Kadının belinden tutarak havalandırdı. Üzeri tabaklarla dolu olan tezgaha karısını oturtmak için sağ koluyla tabakları itti ve boşalan yere kadını bıraktı. Asel'in bacaklarını iki yana açarak bedenini soktu açılan boşluğa. Çattığı kaşlarının altındaki bakışları altında eğildi hareketsiz bir şekilde bekleyen kadının yüzüne.

"Ulan ben mi uzak kalıyorum?" diyen adamın nefesi ağzına girerken şehveti gizlemeyen kehribar renkler koyulaşmıştı. Kocasını başıyla onayladı kadın. Yanağı yanağını okşarken dudakları fısıldadı adamın, "Seninle hep ikilemdeyim. Hep siyahtım. Beyazına bulanacakken grilere kapı araladım." Adamın sıcak dudakları kulağına ulaştı. "Çok özledim kadın çok fazla." diyen adamın dudaklarıyla usulca kapandı kadının istekli gözleri.

Sağ eli kocasının göğsüne çıktı ve gömleğinden asılarak kendine çekti. "Sadece nabzını ölçmek için söylemiştim. Sense dünden razıymışsın." diyen kadının sesinden şehvet akarken yutkundu adam.

"Gel de bana sor." dedi Karahan.

Başını hafifçe geriye doğru çekerek baktı kocasının gözlerine. "Ne diyorsun? Az önce karşılık verseydim o anda içime girecektin! Şimdiyse.." sustu kadın. "Beni böyle mi kendince yoluna getireceksin?" diyen kadına bakmayı kesti.

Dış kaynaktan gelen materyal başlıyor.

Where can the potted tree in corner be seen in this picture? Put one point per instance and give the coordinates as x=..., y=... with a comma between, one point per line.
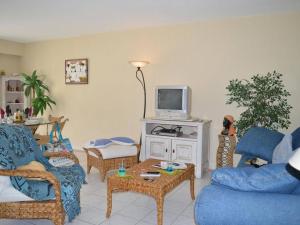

Gözleri sinirle kapandı. Açtığı gözleri mutfağın dolaplarında gezindi birkaç saniye. "Ne saçmaladığını sormayacağım. Çünkü tartışacak kafada değilim."

"Sor sor.." diyen kadın dudaklarını diliyle nemlendirince kocasının gözleri oraya kaydı.

"Asel bak.." sustu Karahan. Uzun sesli bir soluk verip, "sana nasıl yaklaşacağımı bilmiyorum. Çünkü her halükarda bir şeylerden nem kapıyorsun." gözlerini esir alan siniri sonunda çıkmıştı gün yüzüne. Sesine de uzanan tınısı kadının kulağına akarken, "Ulan seni yola getirme çabası içine girseydim karşımda böyle konuşabilir miydin sanıyorsun?"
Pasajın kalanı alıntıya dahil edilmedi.